レニアスは右の廊下の空き部屋を片付けようとしていた。ドアから部屋をのぞくと、埃まみれのガランとした空間が広がるばかりだ。シューがさっと部屋に入って窓を目一杯開ける。それを見て姫はもう一つの部屋の窓を開けた。風が新しい空気を運んでくる。
「もう!掃除下手なんだから、やるなら相談してよね!」
シューは目を釣り上げてレニアスに詰め寄る。レニアスは口の中でモゴモゴと言い訳をしながらうなだれた。そうか、反論できないくらい掃除が苦手なのか。
「とりあえず、ご飯食べよ。」
言いたいことを言ってスッキリした様子のシューは台所へ向かう。後につづくとテキパキと指示が飛んだ。

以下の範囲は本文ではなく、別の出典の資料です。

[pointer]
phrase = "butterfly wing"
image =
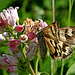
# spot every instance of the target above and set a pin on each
(58, 49)
(67, 34)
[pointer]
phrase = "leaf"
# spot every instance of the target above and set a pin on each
(71, 70)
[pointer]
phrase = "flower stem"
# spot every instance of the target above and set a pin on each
(36, 65)
(53, 66)
(31, 69)
(62, 67)
(70, 10)
(53, 10)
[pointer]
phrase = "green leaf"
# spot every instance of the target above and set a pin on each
(71, 70)
(23, 73)
(5, 3)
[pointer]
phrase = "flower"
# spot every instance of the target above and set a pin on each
(31, 35)
(9, 16)
(30, 26)
(17, 54)
(32, 50)
(23, 38)
(19, 28)
(2, 38)
(8, 61)
(13, 44)
(42, 24)
(12, 68)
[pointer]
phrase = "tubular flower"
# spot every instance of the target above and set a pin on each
(9, 16)
(19, 28)
(13, 44)
(31, 36)
(23, 38)
(8, 61)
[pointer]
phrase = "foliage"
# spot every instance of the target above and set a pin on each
(43, 9)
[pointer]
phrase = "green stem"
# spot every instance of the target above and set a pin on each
(31, 69)
(36, 65)
(53, 66)
(70, 10)
(62, 67)
(25, 2)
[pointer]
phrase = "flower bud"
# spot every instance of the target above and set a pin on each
(31, 36)
(19, 28)
(9, 16)
(23, 38)
(12, 68)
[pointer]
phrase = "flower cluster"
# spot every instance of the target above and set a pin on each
(21, 39)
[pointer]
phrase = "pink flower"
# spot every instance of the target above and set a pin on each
(19, 28)
(42, 24)
(10, 59)
(31, 36)
(6, 60)
(23, 38)
(31, 52)
(9, 16)
(12, 68)
(13, 44)
(14, 73)
(2, 38)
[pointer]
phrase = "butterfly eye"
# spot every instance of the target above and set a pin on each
(39, 29)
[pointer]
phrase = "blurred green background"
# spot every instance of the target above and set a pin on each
(42, 9)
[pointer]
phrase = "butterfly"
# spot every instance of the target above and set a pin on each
(59, 41)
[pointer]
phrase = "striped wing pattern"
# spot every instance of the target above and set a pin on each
(50, 36)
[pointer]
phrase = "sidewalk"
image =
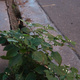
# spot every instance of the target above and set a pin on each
(30, 9)
(4, 25)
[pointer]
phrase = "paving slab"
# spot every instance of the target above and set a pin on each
(4, 25)
(31, 9)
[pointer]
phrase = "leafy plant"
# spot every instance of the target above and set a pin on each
(29, 57)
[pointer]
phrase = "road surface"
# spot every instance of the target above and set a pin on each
(65, 14)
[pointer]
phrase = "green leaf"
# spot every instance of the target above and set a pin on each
(19, 77)
(40, 69)
(31, 76)
(49, 36)
(12, 52)
(51, 28)
(35, 41)
(8, 47)
(4, 77)
(37, 25)
(2, 40)
(17, 60)
(25, 30)
(45, 45)
(12, 40)
(49, 76)
(57, 69)
(40, 57)
(57, 57)
(5, 57)
(74, 70)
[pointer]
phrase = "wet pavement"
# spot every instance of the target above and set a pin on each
(65, 14)
(33, 11)
(4, 25)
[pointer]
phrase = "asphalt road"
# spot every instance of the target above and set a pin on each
(65, 14)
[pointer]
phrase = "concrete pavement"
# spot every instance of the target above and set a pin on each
(31, 10)
(65, 14)
(4, 25)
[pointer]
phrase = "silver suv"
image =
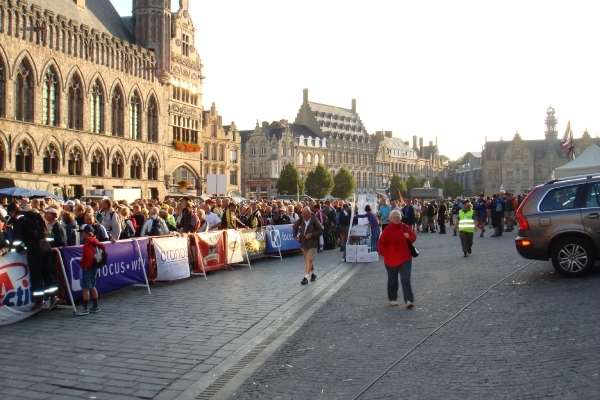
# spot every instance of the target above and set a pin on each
(561, 220)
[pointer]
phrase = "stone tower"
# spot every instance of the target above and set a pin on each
(152, 29)
(551, 121)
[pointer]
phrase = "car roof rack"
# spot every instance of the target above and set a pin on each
(572, 178)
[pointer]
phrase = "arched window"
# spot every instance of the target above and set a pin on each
(136, 167)
(75, 164)
(118, 109)
(50, 98)
(24, 157)
(75, 103)
(153, 120)
(51, 159)
(2, 89)
(135, 113)
(24, 88)
(2, 157)
(153, 169)
(116, 166)
(97, 108)
(97, 164)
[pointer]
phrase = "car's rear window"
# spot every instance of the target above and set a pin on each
(559, 199)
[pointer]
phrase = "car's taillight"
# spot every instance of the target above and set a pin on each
(521, 219)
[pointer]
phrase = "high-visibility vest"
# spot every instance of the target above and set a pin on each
(465, 221)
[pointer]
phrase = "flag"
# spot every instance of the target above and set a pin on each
(567, 141)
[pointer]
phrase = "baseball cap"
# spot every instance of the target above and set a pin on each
(86, 228)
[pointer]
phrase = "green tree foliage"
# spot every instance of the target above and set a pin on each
(437, 183)
(412, 183)
(396, 185)
(288, 179)
(449, 188)
(344, 184)
(319, 182)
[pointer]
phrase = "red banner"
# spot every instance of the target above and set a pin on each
(212, 250)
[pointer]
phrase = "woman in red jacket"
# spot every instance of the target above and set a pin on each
(397, 258)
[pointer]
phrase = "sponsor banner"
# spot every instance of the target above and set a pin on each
(212, 250)
(123, 266)
(255, 242)
(233, 250)
(16, 298)
(281, 236)
(171, 257)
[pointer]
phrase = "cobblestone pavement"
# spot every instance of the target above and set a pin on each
(533, 335)
(173, 343)
(260, 334)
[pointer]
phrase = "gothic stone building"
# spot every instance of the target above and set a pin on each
(92, 100)
(268, 148)
(519, 165)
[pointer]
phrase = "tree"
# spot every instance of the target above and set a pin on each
(412, 183)
(437, 183)
(344, 184)
(458, 189)
(289, 181)
(449, 188)
(319, 182)
(396, 185)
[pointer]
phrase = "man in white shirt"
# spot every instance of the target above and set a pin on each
(213, 220)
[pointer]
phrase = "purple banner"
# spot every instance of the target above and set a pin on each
(123, 267)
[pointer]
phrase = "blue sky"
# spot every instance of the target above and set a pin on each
(460, 71)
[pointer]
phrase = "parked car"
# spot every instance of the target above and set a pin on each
(560, 220)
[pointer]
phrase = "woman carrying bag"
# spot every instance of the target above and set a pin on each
(396, 252)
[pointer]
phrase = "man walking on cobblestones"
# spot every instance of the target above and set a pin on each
(307, 230)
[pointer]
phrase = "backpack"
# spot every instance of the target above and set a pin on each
(100, 257)
(34, 226)
(499, 207)
(155, 228)
(455, 208)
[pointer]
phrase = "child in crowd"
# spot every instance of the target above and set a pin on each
(89, 270)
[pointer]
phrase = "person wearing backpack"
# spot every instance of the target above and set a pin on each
(93, 257)
(155, 226)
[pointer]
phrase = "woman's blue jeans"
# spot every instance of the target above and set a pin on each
(375, 237)
(404, 272)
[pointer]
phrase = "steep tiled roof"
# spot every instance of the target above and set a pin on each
(97, 14)
(337, 119)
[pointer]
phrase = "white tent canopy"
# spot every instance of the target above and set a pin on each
(587, 163)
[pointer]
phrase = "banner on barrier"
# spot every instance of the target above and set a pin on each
(255, 242)
(123, 267)
(212, 250)
(233, 249)
(171, 257)
(16, 298)
(284, 239)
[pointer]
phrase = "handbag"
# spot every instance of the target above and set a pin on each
(413, 250)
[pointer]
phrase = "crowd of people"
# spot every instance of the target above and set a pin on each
(43, 224)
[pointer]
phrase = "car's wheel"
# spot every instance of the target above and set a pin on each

「アルフレッドは窓全部開けて。なんだかここまで埃っぽいや。レニアスは庭にテーブル出して。姫はこれでテーブル拭いてきて。うん。そう。レニアス、イスも出した?なら、チーズとハム出して。うん、それで良いよ。アルフレッド、これ運んで。ヴィティもこっち運んで。それが出来たらコップとフォーク出してくれる?……午後はお掃除だからね、ワインはいらないよ、レニアス。レーニーアースー?うん。ジュースにしよう。はい、アルフレッド、そこでパン温めて。焦がさない様に。ヴィティ、これちぎって。うんそのくらい。あ、ちょっとよけてね。油とぶよ。」
ジューっとフライパンがなってシューは真剣な顔でソーセージを焼く。矢継ぎ早の指示がなくなって、残る3人は言葉もなく立ち尽くした。あっと言う間にパリッと皮が弾けて、ソーセージが焼けると、シューが周りを見てどうしたのっと首を傾げた。
「なんか、晩餐会の日のお袋を思い出す。」
「言いたい事は分かるけど、発言に気をつけないとお昼食べられないわよ。」
大人2人の内緒話は美味しそうなソーセージの匂いに打ち切られた。皆が庭に出るとお待ちかねの食事の時間だ。